Entró Cristina en coche acompañada de sus padres los reyes de Nápoles. Al estribo derecho venía el esposo y tío, rigiendo magistralmente su hermoso caballo. Era, según dicen, el primer jinete de su época; verdaderamente nuestro Rey tenía un aspecto tan majestuoso como gallardo cuando montaba en uno de aquellos apopléticos corceles cuya pesadez y arrogancia nos han trasmitido Velázquez y Goya.

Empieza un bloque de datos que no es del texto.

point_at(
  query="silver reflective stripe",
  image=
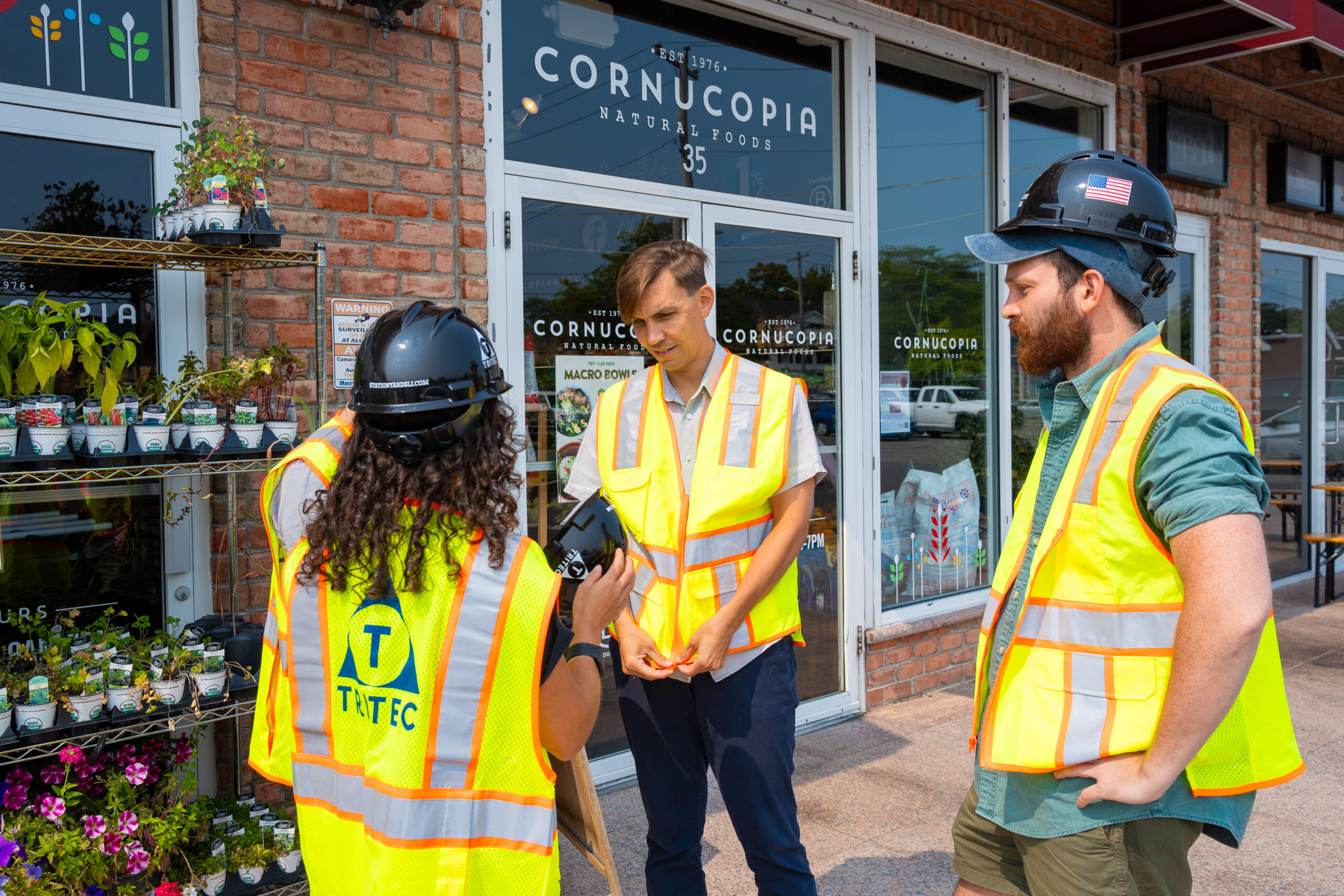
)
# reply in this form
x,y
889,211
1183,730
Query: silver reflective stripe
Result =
x,y
628,417
1132,629
468,659
1116,414
459,818
737,450
1088,710
711,549
310,680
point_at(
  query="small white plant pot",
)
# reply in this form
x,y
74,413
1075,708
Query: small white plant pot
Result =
x,y
29,718
250,875
105,440
284,431
152,437
248,433
123,700
50,441
170,691
205,436
87,708
210,684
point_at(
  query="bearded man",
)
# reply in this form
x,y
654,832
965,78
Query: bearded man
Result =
x,y
1129,693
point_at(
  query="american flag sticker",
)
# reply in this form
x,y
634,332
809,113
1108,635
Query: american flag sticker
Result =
x,y
1113,190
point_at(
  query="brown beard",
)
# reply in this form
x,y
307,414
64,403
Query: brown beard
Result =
x,y
1059,339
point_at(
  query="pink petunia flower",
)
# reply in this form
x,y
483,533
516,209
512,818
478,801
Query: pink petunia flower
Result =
x,y
138,861
15,797
94,827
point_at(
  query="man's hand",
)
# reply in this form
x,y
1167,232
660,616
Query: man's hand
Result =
x,y
707,648
1128,778
640,655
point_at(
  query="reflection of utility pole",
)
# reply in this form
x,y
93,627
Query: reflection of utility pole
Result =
x,y
683,140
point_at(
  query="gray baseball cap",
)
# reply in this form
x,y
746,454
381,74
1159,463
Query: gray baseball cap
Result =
x,y
1104,256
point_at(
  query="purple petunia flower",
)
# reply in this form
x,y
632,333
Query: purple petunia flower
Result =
x,y
15,797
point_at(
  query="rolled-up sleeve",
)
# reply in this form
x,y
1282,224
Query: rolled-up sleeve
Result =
x,y
1195,467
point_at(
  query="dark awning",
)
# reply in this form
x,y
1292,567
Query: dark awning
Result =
x,y
1156,30
1312,22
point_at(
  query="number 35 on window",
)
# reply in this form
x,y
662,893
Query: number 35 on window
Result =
x,y
694,155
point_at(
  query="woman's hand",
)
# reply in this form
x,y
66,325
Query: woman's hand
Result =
x,y
603,598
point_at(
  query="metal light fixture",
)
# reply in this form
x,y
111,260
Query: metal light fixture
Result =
x,y
385,13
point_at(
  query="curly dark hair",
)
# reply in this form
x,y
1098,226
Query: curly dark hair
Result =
x,y
356,522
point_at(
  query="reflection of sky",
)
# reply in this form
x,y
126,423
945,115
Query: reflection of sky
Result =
x,y
930,170
569,132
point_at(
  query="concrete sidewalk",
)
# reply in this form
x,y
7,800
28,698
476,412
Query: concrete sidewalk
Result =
x,y
877,796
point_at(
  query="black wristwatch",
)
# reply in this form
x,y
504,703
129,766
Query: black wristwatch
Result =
x,y
584,649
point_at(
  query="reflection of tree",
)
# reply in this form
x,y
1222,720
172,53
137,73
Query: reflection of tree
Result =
x,y
85,212
921,288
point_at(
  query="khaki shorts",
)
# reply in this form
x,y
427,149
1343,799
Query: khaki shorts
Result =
x,y
1144,858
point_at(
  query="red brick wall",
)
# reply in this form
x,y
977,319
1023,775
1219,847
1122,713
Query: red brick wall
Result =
x,y
902,667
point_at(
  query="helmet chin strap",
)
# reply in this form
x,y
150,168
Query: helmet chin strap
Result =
x,y
411,446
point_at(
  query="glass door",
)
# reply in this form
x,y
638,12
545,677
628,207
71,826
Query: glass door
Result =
x,y
780,288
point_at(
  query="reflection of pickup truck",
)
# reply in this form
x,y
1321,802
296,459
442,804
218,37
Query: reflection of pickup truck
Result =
x,y
937,407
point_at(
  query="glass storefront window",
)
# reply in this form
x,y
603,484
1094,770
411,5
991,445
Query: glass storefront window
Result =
x,y
1285,292
572,256
936,301
776,304
123,53
675,96
1043,127
1177,307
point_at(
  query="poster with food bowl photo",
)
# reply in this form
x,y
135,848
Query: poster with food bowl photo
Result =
x,y
580,382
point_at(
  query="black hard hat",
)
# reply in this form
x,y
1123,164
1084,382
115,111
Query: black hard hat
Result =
x,y
588,539
421,376
1107,194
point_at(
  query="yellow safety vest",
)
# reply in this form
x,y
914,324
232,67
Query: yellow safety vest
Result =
x,y
1086,672
407,726
692,551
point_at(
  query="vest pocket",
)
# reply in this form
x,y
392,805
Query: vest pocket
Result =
x,y
628,492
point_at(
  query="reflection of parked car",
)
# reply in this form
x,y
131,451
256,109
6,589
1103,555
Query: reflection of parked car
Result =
x,y
937,407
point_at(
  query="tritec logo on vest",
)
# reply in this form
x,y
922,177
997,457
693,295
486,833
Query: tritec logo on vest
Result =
x,y
381,661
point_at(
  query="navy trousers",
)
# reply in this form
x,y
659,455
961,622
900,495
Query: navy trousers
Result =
x,y
742,727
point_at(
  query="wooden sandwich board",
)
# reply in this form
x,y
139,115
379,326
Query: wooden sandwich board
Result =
x,y
580,816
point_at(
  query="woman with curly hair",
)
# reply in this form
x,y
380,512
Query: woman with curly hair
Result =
x,y
412,686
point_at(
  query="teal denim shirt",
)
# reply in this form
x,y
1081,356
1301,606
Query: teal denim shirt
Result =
x,y
1193,468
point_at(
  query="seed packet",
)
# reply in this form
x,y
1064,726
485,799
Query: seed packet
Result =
x,y
38,691
92,413
245,412
120,672
49,412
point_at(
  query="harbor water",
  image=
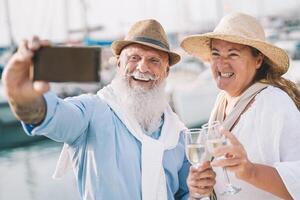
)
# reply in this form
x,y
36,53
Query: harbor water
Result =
x,y
25,173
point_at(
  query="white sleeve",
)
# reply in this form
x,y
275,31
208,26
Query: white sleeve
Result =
x,y
286,121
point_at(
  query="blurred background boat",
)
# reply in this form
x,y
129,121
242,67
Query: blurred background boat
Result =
x,y
190,87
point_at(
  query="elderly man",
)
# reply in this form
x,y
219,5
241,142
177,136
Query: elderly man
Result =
x,y
123,143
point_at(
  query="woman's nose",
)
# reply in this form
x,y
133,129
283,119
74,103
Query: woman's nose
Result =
x,y
142,66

La alzada del animal, el corpulento busto del monarca, su rico uniforme, su alto sombrero de tres picos, muy parecido, según la absurda moda de la época, a las mitras o tinajones que llevan en su cabeza los bueyes de la arquitectura asiria, daban a la colosal figura no sé qué apariencia babilónica que infundía respeto y algo de supersticioso miedo.

Pero la arrogancia de la majestad ecuestre, la misma riqueza abigarrada de su traje de gala no disimulaban en Fernando aquella decadencia precoz que le hacía viejo a los cuarenta y cinco años. En su rostro duro y de poco a propósito para ganar simpatías (por lo que se acomodaba perfectamente al carácter) parecía que la nariz se había agrandado, impaciente de juntarse al labio belfo, el que por su parte se estiraba a más no poder, como si quisiera echarse fuera de tal cara. Su color, que era una mezcla enfermiza del verdoso y del amoratado, extendía por sus mejillas como una sombra lúgubre, en la cual lucían mejor sus ojos grandes y negros, por donde en ciertos momentos se asomaban, con el instantáneo fulgor del relámpago, sus alborotadas pasiones.

Pasaron. Aquel río de morriones, pelucas, sables desnudos, entorchados, pompones y cabezas mil que se movían al compás de la marcha de tanto caballo festoneado y lleno de garambainas; la sucesión de tanto y tanto coche, semejante a canastillas hechas con todos los materiales posibles desde la concha y el marfil hasta el cobre y la madera; el estruendo solemne de la marcha real y todo lo demás que realza estas procesiones tenían tan absorto y embobado al pueblo madrileño, amante de estas cosas como ningún otro pueblo del mundo, que si la Corte hubiera estado pasando y repasando de aquella manera por espacio de tres meses seguidos, no faltarían ni un momento las grandes líneas de gente con la boca abierta a un lado y otro de la carrera.